I have been picking berries of all sorts: blueberries, raspberries, etc. I enjoy baking with them, and my family enjoys eating the fresh fruit. However, I have never frozen any of it, as I have two questions. First, will the frozen fruit work as well for baking and just plain eating? Second, is it difficult to freeze berries?
To take your second question first, no, it’s not difficult at all to freeze berries. You’ve done the hard part, which is picking them! Unlike vegetables, berries don’t require blanching before freezing. Nor do they require the addition of any ascorbic acid to keep their color and flavor. The most some call for is the addition of some sugar or sugar syrup, and that’s optional. Consult a reputable source like the venerable Putting Food By, now in its fifth edition, by Janet Greene, Ruth Hertzberg, and Beatrice Vaughn, for detailed instructions.
The simplest method, though, is to pick through your berries to eliminate any green, over-ripe, or possibly moldy ones. Remove any stems and leaves. Rinse and drain thoroughly, then spread them out on a large cookie sheet and place it flat in the freezer until they’re frozen. Pour the berries into freezer bags, plastic containers, or Mason jars (I love the way one writer describes this, “like buckshot”), and tuck them away in the freezer. Label and date them!
This is the home equivalent of IQF berries, as they’re known in the industry. IQF stands for Individually Quick Frozen. The advantages of freezing by this method are that the berries freeze faster (you save time), the ice crystals formed are smaller which means less damage to the berries’ texture, and you can easily separate out the amount you want when it’s time to use them.
For best results when eaten plain, defrost berries in the refrigerator and use before they’re completely thawed. If thawed at room temperature or allowed to defrost for too long, berries may lose texture and become mushy.

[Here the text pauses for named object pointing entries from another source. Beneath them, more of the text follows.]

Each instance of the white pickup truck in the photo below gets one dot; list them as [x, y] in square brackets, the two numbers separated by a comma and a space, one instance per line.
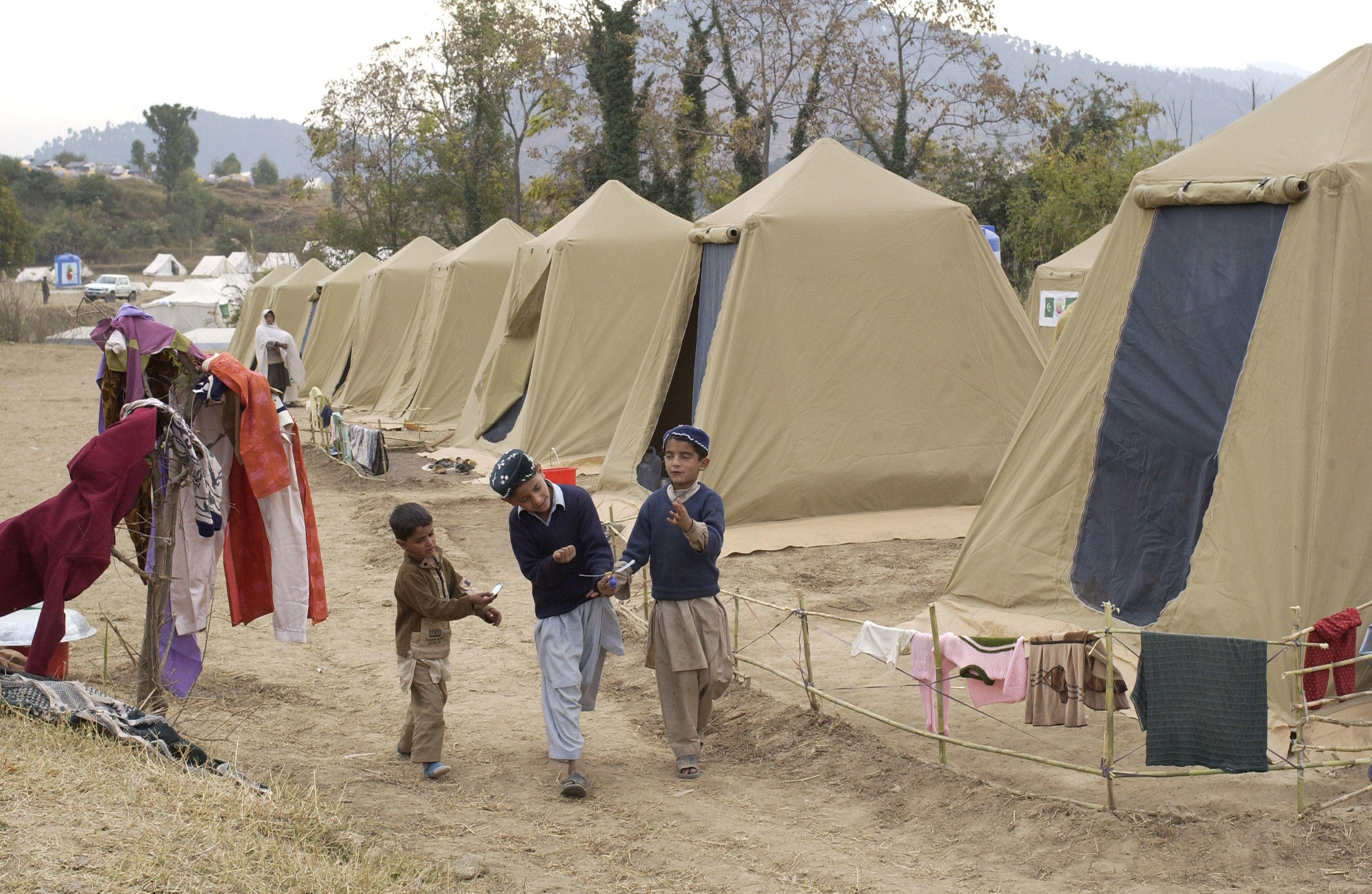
[110, 287]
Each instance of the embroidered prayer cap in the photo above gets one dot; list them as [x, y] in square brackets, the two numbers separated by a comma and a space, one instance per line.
[693, 435]
[511, 471]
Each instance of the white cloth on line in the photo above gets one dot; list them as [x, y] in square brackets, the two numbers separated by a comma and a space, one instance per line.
[884, 644]
[571, 656]
[194, 559]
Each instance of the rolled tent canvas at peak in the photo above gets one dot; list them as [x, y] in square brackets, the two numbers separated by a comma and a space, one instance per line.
[857, 357]
[328, 317]
[243, 348]
[382, 312]
[1057, 286]
[574, 327]
[448, 332]
[1195, 452]
[290, 299]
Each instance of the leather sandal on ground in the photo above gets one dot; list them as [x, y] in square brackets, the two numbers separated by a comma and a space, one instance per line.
[574, 786]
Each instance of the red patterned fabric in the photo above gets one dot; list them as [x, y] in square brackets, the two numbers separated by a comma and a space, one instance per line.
[61, 546]
[1340, 631]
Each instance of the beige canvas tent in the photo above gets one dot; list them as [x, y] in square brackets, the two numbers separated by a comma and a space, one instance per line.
[328, 317]
[448, 332]
[254, 302]
[1195, 452]
[572, 329]
[1057, 286]
[382, 313]
[290, 298]
[857, 357]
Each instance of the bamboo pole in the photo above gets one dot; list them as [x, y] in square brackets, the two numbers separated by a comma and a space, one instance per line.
[1341, 799]
[1300, 707]
[736, 623]
[1107, 759]
[1036, 759]
[781, 608]
[1327, 667]
[805, 638]
[941, 724]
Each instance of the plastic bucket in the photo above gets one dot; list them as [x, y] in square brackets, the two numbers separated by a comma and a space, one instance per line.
[58, 664]
[561, 475]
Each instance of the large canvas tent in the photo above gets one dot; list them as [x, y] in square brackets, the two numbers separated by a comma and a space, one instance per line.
[165, 265]
[328, 317]
[254, 302]
[574, 328]
[448, 332]
[382, 313]
[850, 345]
[1057, 286]
[1195, 452]
[290, 299]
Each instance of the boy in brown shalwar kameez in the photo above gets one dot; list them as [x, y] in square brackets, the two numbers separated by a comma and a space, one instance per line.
[429, 596]
[681, 530]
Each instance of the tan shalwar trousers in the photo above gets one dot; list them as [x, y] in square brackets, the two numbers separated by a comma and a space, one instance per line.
[688, 649]
[423, 733]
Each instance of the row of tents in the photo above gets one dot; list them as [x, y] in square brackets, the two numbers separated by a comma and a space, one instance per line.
[1191, 454]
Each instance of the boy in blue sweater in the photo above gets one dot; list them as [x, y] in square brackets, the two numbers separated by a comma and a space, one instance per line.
[680, 532]
[561, 549]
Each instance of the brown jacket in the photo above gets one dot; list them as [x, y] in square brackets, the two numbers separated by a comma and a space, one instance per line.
[429, 594]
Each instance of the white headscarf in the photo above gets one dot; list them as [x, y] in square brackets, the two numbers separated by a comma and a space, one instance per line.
[271, 332]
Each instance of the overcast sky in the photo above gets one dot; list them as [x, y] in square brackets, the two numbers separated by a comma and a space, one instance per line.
[83, 63]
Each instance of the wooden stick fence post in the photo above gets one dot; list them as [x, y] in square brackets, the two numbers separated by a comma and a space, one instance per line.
[805, 639]
[1107, 759]
[937, 694]
[1301, 711]
[736, 623]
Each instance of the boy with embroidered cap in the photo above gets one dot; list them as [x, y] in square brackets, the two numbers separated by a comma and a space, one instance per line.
[429, 596]
[680, 534]
[561, 549]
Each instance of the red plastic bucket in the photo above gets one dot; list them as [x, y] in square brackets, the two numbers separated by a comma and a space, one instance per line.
[58, 664]
[561, 475]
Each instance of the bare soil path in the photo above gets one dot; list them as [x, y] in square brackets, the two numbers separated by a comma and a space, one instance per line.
[790, 800]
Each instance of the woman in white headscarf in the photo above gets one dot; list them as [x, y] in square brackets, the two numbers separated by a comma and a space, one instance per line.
[279, 359]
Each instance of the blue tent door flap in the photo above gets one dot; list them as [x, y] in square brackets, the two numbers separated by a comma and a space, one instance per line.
[1182, 349]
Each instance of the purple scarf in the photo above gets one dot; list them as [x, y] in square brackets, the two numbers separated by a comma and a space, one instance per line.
[146, 337]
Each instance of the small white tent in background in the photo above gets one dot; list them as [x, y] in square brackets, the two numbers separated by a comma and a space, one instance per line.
[195, 305]
[240, 262]
[278, 260]
[212, 265]
[36, 275]
[165, 265]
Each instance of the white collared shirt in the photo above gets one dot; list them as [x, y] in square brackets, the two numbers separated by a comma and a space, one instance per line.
[557, 501]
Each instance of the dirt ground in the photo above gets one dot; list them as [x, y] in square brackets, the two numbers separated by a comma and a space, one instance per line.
[790, 800]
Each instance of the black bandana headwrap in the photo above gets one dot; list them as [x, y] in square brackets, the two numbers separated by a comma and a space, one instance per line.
[511, 471]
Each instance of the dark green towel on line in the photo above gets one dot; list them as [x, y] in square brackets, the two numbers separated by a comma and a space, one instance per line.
[1204, 701]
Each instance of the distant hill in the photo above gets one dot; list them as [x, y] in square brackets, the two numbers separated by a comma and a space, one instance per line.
[220, 135]
[1195, 103]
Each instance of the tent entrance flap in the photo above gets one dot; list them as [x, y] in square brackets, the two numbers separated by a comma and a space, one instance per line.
[715, 262]
[499, 430]
[681, 390]
[1182, 349]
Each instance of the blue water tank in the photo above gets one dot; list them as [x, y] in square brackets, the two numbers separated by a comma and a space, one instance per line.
[990, 232]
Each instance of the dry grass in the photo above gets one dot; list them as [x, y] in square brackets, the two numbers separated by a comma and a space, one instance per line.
[86, 814]
[29, 321]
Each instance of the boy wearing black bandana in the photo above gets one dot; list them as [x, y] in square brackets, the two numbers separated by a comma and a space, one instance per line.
[563, 551]
[680, 532]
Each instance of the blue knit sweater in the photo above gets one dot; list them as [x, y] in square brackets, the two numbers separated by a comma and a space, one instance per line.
[680, 572]
[559, 589]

An optional step some sources recommend when freezing firm berries like blueberries is to steam them for one minute before freezing. This softens the skins, which can become tough in the freezer, and is recommended for blueberries you’ll plan on cooking.
A caveat as regards to raspberries – different varieties contain more or less seeds. The seedier ones are best puréed and strained rather than frozen whole. Use them for sauces, juice, or jams. And of course, with any kind of berry, what you defrost will only be as good as you froze, so don’t bother with inferior berries, tasteless, or over-ripe ones.
That said, let me share a story with you that should allay any fears about plunging in. A couple of years ago, a neighbor called to ask if I’d like any blueberries. Was I going go say no? Of course not, so I went right over. My enthusiasm waned somewhat when I saw what she was offering.
Her daughter had gone on a marathon blueberry picking trip, and come home with a two gallon Tupperware container full. After eating until they got tired of them, they were passing along the somewhat sad remainder. (As an aside here, there’s a reason berries are packed in those little containers. The ones on the bottom get crushed by the weight of the ones on top; and the more you pack into one container, the greater the problem.) There were quite a few squashed berries, some unripe ones, some stems and leaves… all those things I said above to remove. And I didn’t want to make jam or sauce.
A call to my dear cooking school friend, the quintessential pie maker, was in order. Her advice was to chuck them all in heavy duty plastic bags into the freezer. I picked out the worst of the offending extraneous material, and did just that. Fast forward to the following year, when she came up for a pie-making session. We defrosted those blueberries, and they made the best pie! So have at it. You have nothing to lose except paying out-of-season prices for your berries.